I Take This Magic Pill To Restore My Brain's Mitochondria

Dave Asprey opens by recounting his personal discovery of modafinil in the late 1990s while struggling academically at Wharton Business School. After brain scans revealed cognitive damage from mold toxins, his psychiatrist suggested trying modafinil off-label. Asprey describes his first experience as transformative — colors became more vivid, and his thinking accelerated dramatically. He credits modafinil as a meaningful contributor to his ability to graduate from Wharton, build companies generating hundreds of millions in revenue, and author multiple bestselling books.

Asprey traces modafinil's origins to French scientists at Lafon Laboratories in the late 1970s, who discovered it while researching narcolepsy treatments. It gained widespread attention during the Gulf War when U.S. Air Force pilots used it for sustained alertness on long combat missions. The FDA approved it in 1998, and it subsequently spread to Silicon Valley executives, hedge fund managers, poker champions, and heads of state.

On the neuroscience side, Asprey explains that modafinil is classified as a eugeroic — a wakefulness-promoting agent — rather than a stimulant. It works primarily by activating orexin (hypocretin) neurons in the hypothalamus, stabilizing wakefulness without flooding the brain with dopamine the way Adderall or cocaine do. It also mildly raises dopamine, histamine, and norepinephrine, and optimizes the glutamate/GABA balance for calm, clear-headed focus.
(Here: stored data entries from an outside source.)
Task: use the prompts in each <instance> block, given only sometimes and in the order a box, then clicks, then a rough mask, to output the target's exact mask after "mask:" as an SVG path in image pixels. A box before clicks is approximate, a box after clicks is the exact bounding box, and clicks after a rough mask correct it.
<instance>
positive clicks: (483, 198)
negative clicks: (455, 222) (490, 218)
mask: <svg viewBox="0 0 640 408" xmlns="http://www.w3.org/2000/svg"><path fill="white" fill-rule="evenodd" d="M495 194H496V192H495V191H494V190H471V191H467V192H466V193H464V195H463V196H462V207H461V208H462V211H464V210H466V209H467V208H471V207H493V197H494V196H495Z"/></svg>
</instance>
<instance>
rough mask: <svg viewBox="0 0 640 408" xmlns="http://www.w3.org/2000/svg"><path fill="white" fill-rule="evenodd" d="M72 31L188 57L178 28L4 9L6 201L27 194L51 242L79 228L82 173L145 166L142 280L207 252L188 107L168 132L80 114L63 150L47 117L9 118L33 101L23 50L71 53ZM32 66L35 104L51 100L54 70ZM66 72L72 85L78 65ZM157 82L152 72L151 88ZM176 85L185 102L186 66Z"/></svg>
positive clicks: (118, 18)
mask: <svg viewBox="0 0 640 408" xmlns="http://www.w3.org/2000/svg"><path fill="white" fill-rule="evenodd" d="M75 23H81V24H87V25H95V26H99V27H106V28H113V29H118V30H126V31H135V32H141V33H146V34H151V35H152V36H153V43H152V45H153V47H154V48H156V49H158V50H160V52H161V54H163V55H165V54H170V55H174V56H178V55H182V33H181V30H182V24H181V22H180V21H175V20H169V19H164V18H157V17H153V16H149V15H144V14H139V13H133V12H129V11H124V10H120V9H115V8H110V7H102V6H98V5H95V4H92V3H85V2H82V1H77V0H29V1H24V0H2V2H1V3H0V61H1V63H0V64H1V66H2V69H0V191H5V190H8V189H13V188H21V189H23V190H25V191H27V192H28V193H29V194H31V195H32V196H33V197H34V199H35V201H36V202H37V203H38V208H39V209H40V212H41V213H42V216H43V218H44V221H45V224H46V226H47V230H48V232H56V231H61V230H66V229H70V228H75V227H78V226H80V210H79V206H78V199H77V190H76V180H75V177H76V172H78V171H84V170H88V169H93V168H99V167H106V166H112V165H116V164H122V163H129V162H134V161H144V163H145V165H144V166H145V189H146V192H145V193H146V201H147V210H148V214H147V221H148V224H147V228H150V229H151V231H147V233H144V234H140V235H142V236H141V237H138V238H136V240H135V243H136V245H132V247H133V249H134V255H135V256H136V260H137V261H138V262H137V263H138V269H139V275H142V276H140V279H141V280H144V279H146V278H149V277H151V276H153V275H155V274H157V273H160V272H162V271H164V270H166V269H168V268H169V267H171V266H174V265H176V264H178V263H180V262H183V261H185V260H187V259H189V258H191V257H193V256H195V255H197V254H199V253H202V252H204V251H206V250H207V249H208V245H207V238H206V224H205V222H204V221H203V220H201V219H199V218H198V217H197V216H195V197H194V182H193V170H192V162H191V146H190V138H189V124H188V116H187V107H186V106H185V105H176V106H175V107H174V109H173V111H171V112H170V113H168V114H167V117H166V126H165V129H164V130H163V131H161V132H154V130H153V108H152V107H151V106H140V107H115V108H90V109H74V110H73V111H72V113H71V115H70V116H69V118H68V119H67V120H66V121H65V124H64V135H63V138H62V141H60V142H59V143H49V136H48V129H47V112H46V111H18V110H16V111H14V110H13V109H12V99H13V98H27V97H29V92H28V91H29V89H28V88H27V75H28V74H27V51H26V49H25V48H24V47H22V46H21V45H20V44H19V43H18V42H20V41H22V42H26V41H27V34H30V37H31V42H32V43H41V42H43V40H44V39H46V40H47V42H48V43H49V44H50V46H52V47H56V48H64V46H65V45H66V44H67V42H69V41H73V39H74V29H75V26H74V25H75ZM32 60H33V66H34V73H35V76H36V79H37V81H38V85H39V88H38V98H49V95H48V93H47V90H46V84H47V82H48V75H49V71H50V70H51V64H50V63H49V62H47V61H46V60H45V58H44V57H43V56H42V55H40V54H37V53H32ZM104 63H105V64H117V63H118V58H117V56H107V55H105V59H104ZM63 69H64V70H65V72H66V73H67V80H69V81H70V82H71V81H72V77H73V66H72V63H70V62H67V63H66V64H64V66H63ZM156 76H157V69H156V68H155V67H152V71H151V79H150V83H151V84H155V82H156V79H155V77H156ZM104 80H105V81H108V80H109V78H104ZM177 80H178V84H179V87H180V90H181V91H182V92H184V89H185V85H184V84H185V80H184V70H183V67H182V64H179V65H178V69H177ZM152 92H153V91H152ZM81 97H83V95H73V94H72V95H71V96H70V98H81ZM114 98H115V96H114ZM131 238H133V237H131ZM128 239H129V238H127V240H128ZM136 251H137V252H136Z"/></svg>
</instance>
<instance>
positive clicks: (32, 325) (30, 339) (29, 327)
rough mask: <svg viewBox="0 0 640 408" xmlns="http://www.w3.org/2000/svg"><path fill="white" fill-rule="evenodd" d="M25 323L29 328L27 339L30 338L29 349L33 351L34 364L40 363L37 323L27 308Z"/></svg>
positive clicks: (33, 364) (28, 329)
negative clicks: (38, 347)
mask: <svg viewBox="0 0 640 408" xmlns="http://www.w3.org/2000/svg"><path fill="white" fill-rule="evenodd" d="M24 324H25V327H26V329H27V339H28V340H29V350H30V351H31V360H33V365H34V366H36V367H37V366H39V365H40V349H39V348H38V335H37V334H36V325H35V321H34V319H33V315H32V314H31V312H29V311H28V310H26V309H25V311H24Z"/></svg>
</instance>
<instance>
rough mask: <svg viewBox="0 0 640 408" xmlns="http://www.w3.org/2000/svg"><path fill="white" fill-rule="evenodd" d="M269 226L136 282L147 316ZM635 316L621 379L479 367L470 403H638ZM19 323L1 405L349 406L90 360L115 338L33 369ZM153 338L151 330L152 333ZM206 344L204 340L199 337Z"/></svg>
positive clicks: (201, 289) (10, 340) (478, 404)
Asprey emphasizes its 12-15 hour half-life and low addiction potential, contrasting it favorably with caffeine, Adderall, and Ritalin.

Asprey details several cognitive and physiological benefits backed by studies: enhanced prefrontal cortex activity improving memory and fast thinking (2003 study), sustained alertness without stimulant crash (2015 study), improved task-switching under stress (2004 study), and reduced impulsivity. He also highlights lesser-known benefits including direct enhancement of mitochondrial ATP production in neurons (2012 study), anti-inflammatory effects on brain cells (2017 study), reduction of free radical damage, and potential stabilization of mitochondrial membrane potential — all of which he frames as longevity benefits.

On dosing, Asprey takes 100mg every morning, occasionally adding another 100mg at lunch for demanding days. He recommends starting at 50mg, avoiding afternoon doses to protect sleep, and pulsing usage by skipping weekends. He describes a stack that includes L-theanine, CDP choline, rhodiola rosea, lion's mane (properly extracted), NAD+ precursors, and methylene blue. He also recommends pairing modafinil use with cold exposure, fasted states, red/infrared light therapy, and distraction-free work environments.

Asprey addresses sourcing, noting it is a Schedule IV prescription drug in the U.S., commonly prescribed for narcolepsy, shift work disorder, and sleep apnea, and often prescribed off-label for ADHD. He describes legal pathways including international pharmacies and mentions that in countries like Mexico and India it is available over the counter. He advises against adrafinil (the prodrug precursor) due to liver stress.

On risks, Asprey acknowledges that roughly 20% of people experience no effect, and that rare but serious Stevens-Johnson syndrome — an autoimmune skin reaction — occurs in approximately 5 per million people, the same rate as ibuprofen. He warns against use in people with heart arrhythmia, severe anxiety, or history of mania, and cautions against using it as a chronic substitute for sleep.

Asprey closes by discussing emerging research: trials exploring modafinil for Alzheimer's and cognitive decline, long COVID and chronic fatigue syndrome, MS-related fatigue, appetite suppression, blood sugar regulation, and anti-inflammatory effects on cytokines like TNF-alpha and IL-6. He also previews future drug analogs, nasal sprays, skin patches, and combination therapy trials stacking modafinil with BDNF-promoting compounds and NAD+.